I can absolutely hit my kid (Can’t I?)

I practice law in New York City, one of the most diverse cities in the world. There are people here from every corner of our planet- and they bring with them traditions and customs that make up the wonderfully colorful fabric of our vibrant city.  Corporal punishment of children has always existed and if we talk to our parents or grandparents, we would definitely hear stories about being hit with a belt…or anything else a parent could get a hold of, as a means to discipline disobedient, disrespectful or otherwise unruly children.

When I started my career working in child welfare law, I repeatedly encountered parents or “persons legally responsible”  (adults who under the law are viewed as responsible for the care of a child) who had a neglect or abuse action filed against them for excessive corporal punishment.  Many of these adults, especially those who emigrated from another country,  did not understand (or quite possibly feigned a lack of understanding ) of what they did wrong.

An important caveat:  not every foreign born parent hits their kids, and it really depends on a lot of complicated factors (and I bet you could find plenty of scholarship on this issue). The most salient factor, in my opinion, is the lack of legislation on the books and enforced on behalf of children who are neglected or abused in many countries throughout the world.  If there are no laws, then how are parents to know their actions are wrong?  If there are laws but they are not enforced,  how can you stop a parent from doing what is wrong?  If there are no consequences, then where will it end?  In sum, people have to be educated in order to be and do better.  Period. And sadly, not everyone has the same access to education in this world.

Getting back to our mainland, and after a neglect or abuse petition is filed against them, adults learn rather quickly that the United States does not allow for this and that you can also be criminally charged– not to mention the possible removal of children from their parents’ care.

A second caveat: I am not excluding the American born parent…they are also guilty of using excessive force when disciplining their children and they should know better considering they grew up here.  However, when you grow up in a home where you were disciplined in that fashion or if you have an inability to control your temper, your native-born status is of no help to you. You suffer from a lack of education too.

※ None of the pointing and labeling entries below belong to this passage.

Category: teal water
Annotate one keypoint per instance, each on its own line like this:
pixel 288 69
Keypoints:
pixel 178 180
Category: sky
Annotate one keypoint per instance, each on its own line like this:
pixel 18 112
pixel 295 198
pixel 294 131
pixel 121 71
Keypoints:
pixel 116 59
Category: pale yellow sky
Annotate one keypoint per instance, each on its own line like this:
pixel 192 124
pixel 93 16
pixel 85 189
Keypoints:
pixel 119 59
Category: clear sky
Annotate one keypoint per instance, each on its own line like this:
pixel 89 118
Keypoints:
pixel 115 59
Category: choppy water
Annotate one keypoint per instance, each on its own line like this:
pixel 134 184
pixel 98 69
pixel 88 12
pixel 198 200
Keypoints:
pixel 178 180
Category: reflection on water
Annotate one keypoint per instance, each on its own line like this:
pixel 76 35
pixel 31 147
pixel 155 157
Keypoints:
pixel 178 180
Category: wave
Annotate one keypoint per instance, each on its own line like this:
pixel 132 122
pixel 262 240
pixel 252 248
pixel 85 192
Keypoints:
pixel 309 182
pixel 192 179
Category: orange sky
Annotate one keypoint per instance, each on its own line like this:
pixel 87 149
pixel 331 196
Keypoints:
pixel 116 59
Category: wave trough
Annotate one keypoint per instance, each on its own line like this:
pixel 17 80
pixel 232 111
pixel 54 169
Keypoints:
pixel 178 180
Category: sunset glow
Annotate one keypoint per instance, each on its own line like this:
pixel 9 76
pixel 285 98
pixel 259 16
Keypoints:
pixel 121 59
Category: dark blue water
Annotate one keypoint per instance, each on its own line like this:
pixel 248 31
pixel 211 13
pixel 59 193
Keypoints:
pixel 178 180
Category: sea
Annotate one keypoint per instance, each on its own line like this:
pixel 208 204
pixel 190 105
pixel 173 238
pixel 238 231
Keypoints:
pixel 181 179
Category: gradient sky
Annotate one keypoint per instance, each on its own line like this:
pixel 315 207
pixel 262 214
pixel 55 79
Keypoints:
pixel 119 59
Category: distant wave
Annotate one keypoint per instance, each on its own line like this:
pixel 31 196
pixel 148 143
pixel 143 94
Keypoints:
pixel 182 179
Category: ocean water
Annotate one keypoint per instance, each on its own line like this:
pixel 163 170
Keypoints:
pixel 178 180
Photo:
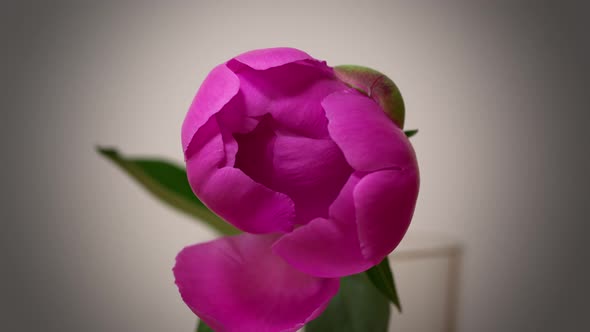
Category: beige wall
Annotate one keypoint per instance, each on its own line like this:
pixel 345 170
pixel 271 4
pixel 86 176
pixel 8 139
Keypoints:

My lawyer turned layman definition of  Excessive Corporal Punishment is,  any type of force used against a child that leaves bruising, breaks the skin, causes bleeding, a  fracture of a bone (or bones) or any other type of serious injury to a child. It can be caused by a hand, or possibly a hand balled into a fist, a belt, a wire, a piece of wood, or any appendage that is connected to your hand that should never be used to hit a child and was not created to do so.  Also,  feet and the human body can also cause injury defined as excessive corporal punishment-kicking, shoving, stomping,  body slamming…just to name a few.

An incident of excessive corporal punishment can happen once,  sporadically or it can be systematic (a routine occurrence) in the life of that child. I can’t tell you which one is worse. I don’t think one is “better” than the other.  All of them can leave physical and emotional scars on a child that last a lifetime.

What is permissible? Corporal punishment in the home. It is legal in all 50 states. With a bare hand. That leaves no marks or bruising. Every jurisdiction has  different laws so checking with your local child protection agency is a good idea.

Raising children is not easy.  It does not get any easier as they become older, and develop minds and mouths of their own. If you can’t cope, talk to someone.  If you need help with your children, ask for it.  If you feel like you are about to explode, take a breath and walk away. The alternative remedies offer a momentary release, but is not a long-term solution by any means.

“Spare the rod and spoil the child?” I like “Spare the rod and heal a child”  better.